Human relationships are also confusing and full of emotions. Parents misunderstand their children. The children get frustrated. Families argue, reconnect, and then smooth things over. Suskind noted that those imperfect interactions (and “the productive struggle” they create) are how children learn resilience, emotional regulation, flexibility, and how to navigate real relationships.
Unlike most humans, AI systems can be infinitely engaging, infinitely patient, and relentlessly assertive. Interactions with them often feel frictionless. Suskind worries that exposing young children to them may make them less prepared for the messy, unpredictable nature of real human relationships.
AI as junk food for the young mind
Suskind compares the relationships of AI with ultra-processed foods. “If all you eat is fruit snacks, which are a synthetic version of fruit, when you actually eat the real fruit, you’ll say, ‘Hmm, it’s not that sweet,'” he says.
Over time, AI could be programmed to try to mimic real parents and caregivers even more. But Suskind said the problem isn’t simply that today’s AI doesn’t reach human relationships. It’s that AI represents a fundamentally new type of social experience for children, one that already raises concerns based on what we know about child development and whose long-term effects remain deeply uncertain.
Suskind uses an analogy from the 19th century, when a German chemist named Justus von Liebig created one of the first infant formulas, hoping to replicate the nutrition of human milk. But when a French doctor tested the formula on four newborns, They all died within a few days.and the episode sparked fierce controversy.

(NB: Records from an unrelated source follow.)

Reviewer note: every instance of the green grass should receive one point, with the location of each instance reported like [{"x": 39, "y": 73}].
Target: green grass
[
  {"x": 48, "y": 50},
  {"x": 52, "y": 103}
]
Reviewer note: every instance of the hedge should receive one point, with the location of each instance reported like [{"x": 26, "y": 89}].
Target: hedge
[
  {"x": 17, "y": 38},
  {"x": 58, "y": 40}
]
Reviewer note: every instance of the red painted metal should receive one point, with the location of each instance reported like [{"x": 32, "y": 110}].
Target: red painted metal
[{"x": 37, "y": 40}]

The lesson, Suskind suggests, is that we must be cautious about designing substitutes for something as biologically, emotionally, and socially complex as human care before understanding how those substitutes shape children’s development.
Given so much uncertainty about this rapidly evolving technology and its potential effects on children, Suskind devotes much of the book to offering parents practical guidance for safely navigating parenting in the age of AI. She emphasizes that it is especially important to protect children from AI during their first years of life.

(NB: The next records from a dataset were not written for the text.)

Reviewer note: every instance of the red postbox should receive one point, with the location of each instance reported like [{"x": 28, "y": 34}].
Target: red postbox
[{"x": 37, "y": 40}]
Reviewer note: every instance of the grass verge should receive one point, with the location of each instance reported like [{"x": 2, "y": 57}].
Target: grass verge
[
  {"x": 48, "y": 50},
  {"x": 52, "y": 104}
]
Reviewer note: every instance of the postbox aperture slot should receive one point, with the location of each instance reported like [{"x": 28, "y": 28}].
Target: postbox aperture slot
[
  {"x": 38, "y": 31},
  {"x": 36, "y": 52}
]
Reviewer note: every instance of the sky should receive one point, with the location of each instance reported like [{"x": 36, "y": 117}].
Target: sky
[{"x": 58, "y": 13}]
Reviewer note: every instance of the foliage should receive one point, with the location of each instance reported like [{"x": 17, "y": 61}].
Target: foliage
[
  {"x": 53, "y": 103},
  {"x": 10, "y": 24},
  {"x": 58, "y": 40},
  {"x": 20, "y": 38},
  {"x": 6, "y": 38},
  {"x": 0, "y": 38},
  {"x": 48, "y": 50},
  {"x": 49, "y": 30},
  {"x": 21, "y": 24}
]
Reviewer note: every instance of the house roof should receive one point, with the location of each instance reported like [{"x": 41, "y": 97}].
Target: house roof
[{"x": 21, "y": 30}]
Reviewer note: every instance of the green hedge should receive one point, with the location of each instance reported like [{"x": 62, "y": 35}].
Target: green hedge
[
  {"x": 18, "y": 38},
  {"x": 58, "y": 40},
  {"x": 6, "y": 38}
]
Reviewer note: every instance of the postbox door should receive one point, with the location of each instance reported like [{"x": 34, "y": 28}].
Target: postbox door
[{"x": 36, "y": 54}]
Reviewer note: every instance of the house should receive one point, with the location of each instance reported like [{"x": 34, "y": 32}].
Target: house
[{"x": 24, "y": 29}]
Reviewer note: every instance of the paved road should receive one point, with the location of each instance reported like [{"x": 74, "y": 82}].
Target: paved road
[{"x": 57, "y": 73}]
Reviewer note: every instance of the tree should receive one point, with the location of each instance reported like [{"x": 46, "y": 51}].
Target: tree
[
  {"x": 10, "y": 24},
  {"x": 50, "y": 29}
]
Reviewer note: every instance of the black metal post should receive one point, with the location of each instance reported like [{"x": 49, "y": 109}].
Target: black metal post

“Older children and adults encounter AI with neural scaffolding already built, but young children are still wiring the circuits that shape future learning and relationships,” he writes. “The introduction of AI during this sensitive period presents a fundamentally different challenge with greater potential for harm.”

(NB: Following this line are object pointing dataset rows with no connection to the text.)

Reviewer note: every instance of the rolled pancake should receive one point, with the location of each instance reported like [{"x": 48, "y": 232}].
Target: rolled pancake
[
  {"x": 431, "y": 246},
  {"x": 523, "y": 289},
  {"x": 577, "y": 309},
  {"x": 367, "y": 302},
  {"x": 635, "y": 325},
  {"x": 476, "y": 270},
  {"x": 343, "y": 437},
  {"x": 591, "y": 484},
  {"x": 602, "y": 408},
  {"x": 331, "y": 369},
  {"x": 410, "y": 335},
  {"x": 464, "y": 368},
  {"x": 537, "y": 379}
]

Suskind is open to the idea of using AI to improve some children’s education, but only as a tool that enhances, rather than replaces, humans. She claims that human caregivers are the best way to cultivate what she calls “the human edge,” a set of social, emotional and cognitive skills such as “critical thinking, interpersonal connection, genuine creativity, empathy and resilience.”
But, like time-strapped parents who rely on screens to buy some time these days, there may be growing temptations to outsource parts of child-rearing to AI, especially considering the fact that childcare is incredibly expensive. Suskind worries that, over time, a completely human-raised childhood could become a kind of luxury good, much like fresh, healthy food tends to be today. Families with the time and resources would provide rich human interaction for their children. Everyone else could increasingly rely on cheaper and more convenient AI substitutes.
And children raised largely with AI could not only be left behind socially, emotionally, and cognitively, but, ironically, they could also be less prepared for an AI-driven economy.
Suskind points out a recent essay by economist Alex Imas of the University of Chicago. Furthermore, as AI automates more cognitive work, human jobs may increasingly concentrate in what he calls “the relational sector”: occupations in which humans are valued for qualities that make them distinctively human, from education to healthcare, hospitality, the arts and therapy.